Take this, for example, from Squidoo, which is factually incorrect: "Grade B maple syrup goes through a special refinement process that keeps the vital nutrients in the syrup. Other grades of syrup don't have these vitamins and minerals." Similar false information is available all over the Internet. As any sugarmaker can tell you, the syrup-making process does not change from one grade to the next. In fact, there is absolutely no refining taking place when you make maple syrup. Step one: Tap the trees. Step two: Collect the sap. Step three: Boil the sap. Step four: Filter the syrup for solids. The only thing you're doing is taking water out of the tree sap via evaporation, and the filtering process is the same thing that happens when you use a coffee filter in the morning--it's not changing the composition of the liquid, but just removing any solid parts.

As a general rule, the darker syrups are made toward the end of the sugaring season, and the lighter syrups are made at the beginning. But maple syrup is an agricultural product, subject to the whims and wonders of nature. Thus, the general rules do not always hold. In 2007, for example, this "light to dark" rule was totally debunked, when the syrup ran back and forth from one grade to the other, finally ending in late April with Fancy grade, the lightest, which is normally made at the very beginning. (If we could double the amount of Grade B syrup we make each year and sell it at the Greenmarket for what you pay in the stores, don't you think we would?)
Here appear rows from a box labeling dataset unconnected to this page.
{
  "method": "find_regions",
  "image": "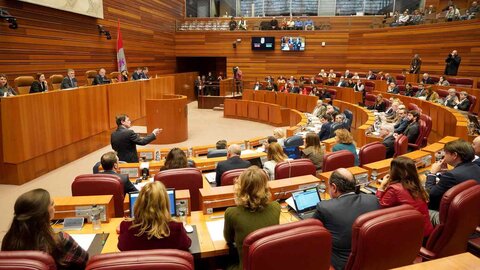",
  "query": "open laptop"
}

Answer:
[292,187,320,219]
[128,188,177,218]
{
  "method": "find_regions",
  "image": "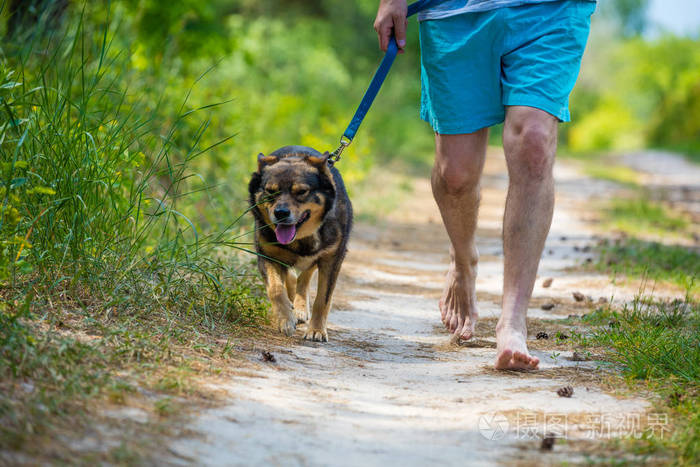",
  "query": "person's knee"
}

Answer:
[433,158,481,195]
[503,120,557,183]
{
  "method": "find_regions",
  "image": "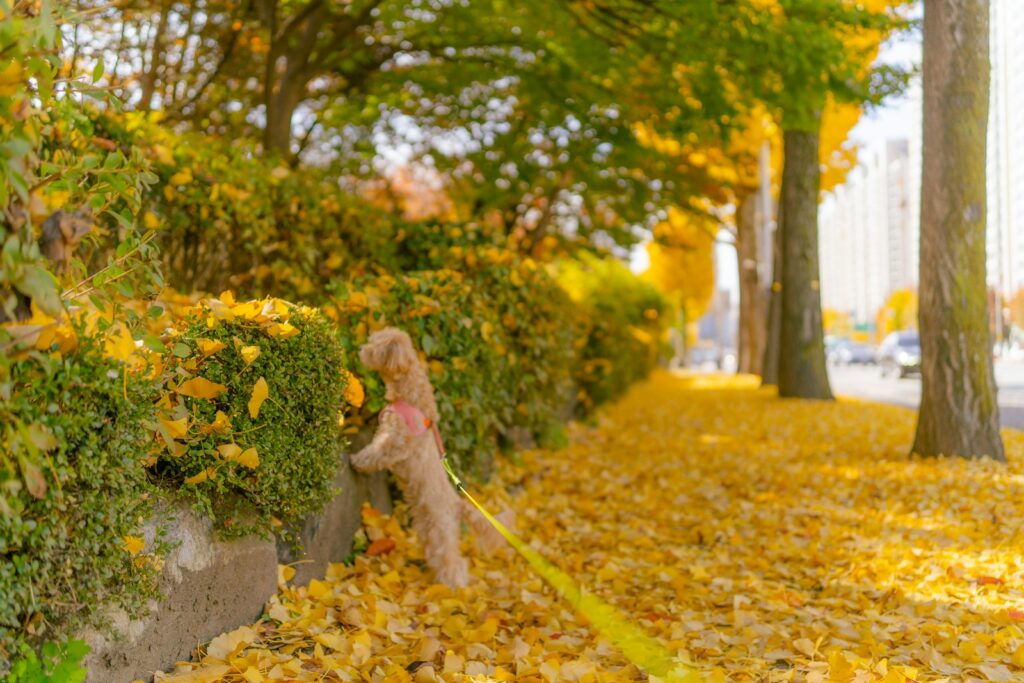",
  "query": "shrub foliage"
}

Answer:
[153,296,356,537]
[0,335,158,659]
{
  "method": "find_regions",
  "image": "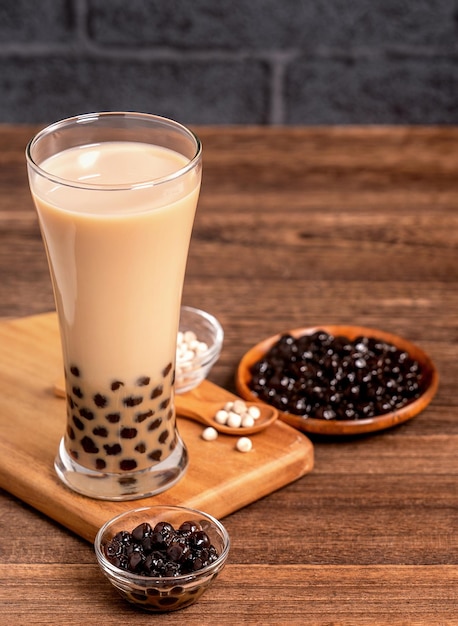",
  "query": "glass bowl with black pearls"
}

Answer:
[175,306,224,393]
[94,505,230,613]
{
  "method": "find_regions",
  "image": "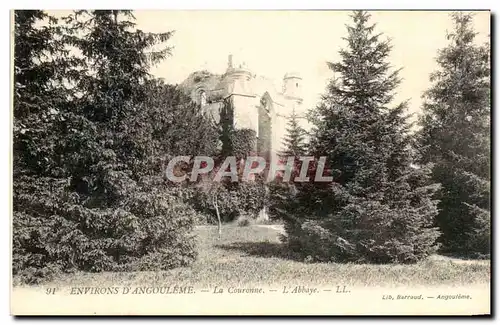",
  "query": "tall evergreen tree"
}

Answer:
[420,13,491,254]
[282,109,306,156]
[13,10,217,281]
[285,11,439,263]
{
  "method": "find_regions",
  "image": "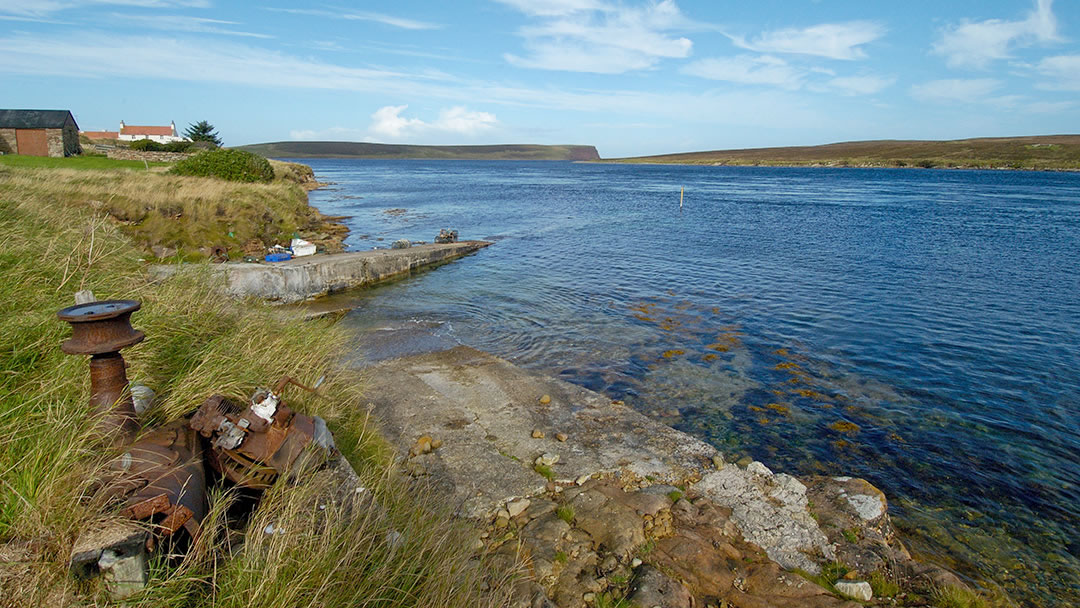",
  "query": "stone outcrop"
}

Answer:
[367,347,972,608]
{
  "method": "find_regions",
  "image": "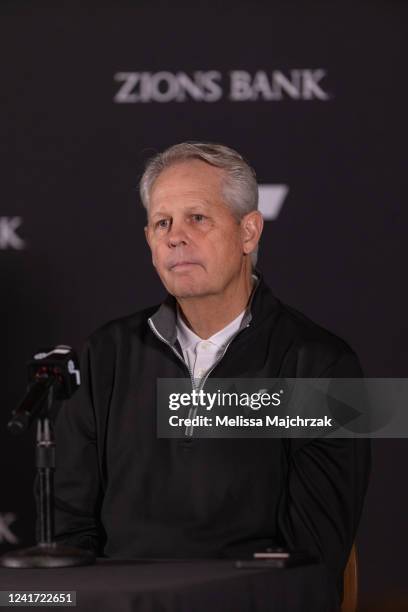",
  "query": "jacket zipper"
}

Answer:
[185,323,249,438]
[148,319,250,438]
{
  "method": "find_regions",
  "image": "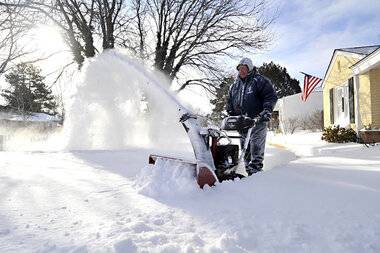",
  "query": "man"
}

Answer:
[227,58,277,176]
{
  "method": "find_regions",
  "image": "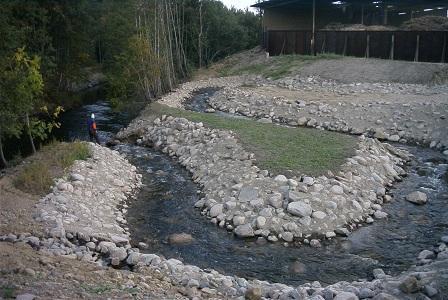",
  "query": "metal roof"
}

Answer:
[252,0,447,9]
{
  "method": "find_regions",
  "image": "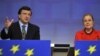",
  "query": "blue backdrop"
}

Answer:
[0,0,100,46]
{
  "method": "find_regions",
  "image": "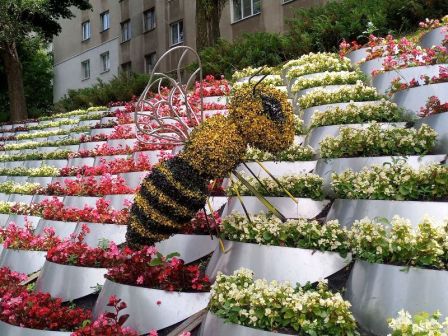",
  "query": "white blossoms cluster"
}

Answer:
[227,173,323,199]
[282,52,341,70]
[232,66,279,81]
[245,144,314,162]
[331,161,448,200]
[232,75,283,89]
[0,180,42,195]
[297,81,380,109]
[291,71,365,92]
[16,126,90,140]
[349,216,448,269]
[388,310,448,336]
[311,98,404,127]
[0,165,59,176]
[221,212,350,256]
[210,269,357,336]
[320,122,437,158]
[284,53,352,79]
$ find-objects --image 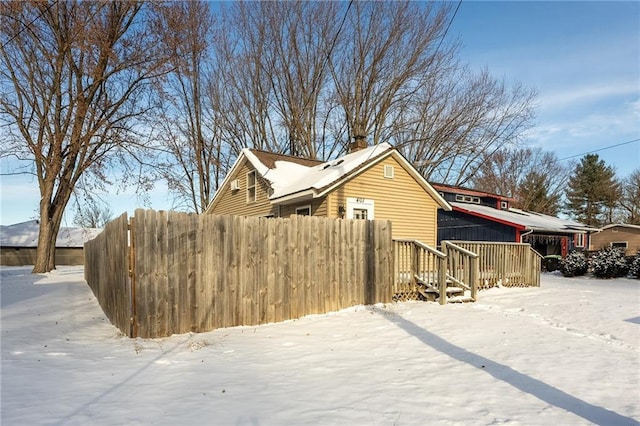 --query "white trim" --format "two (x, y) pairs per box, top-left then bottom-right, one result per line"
(314, 148), (452, 211)
(203, 150), (246, 214)
(246, 170), (258, 204)
(346, 197), (375, 220)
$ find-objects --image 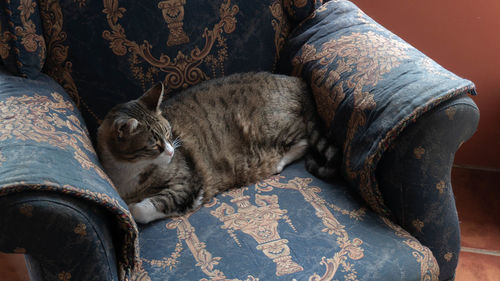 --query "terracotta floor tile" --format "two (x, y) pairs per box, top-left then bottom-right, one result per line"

Lastly, I realize that I don't know anything about ayurvedic medicine--but I'm sure there are no sugar maples growing in India. And I'm sure that glucose, which is the major chemical compound in maple syrup, does what it does in western bodies the same way it does what it does in eastern ones.

So--master cleanse all you like. If you love it, great. If it makes you feel fabulous, great. But get the facts straight. A customer once told me, "I think it's really important to know exactly what's going into your body." I can't agree more.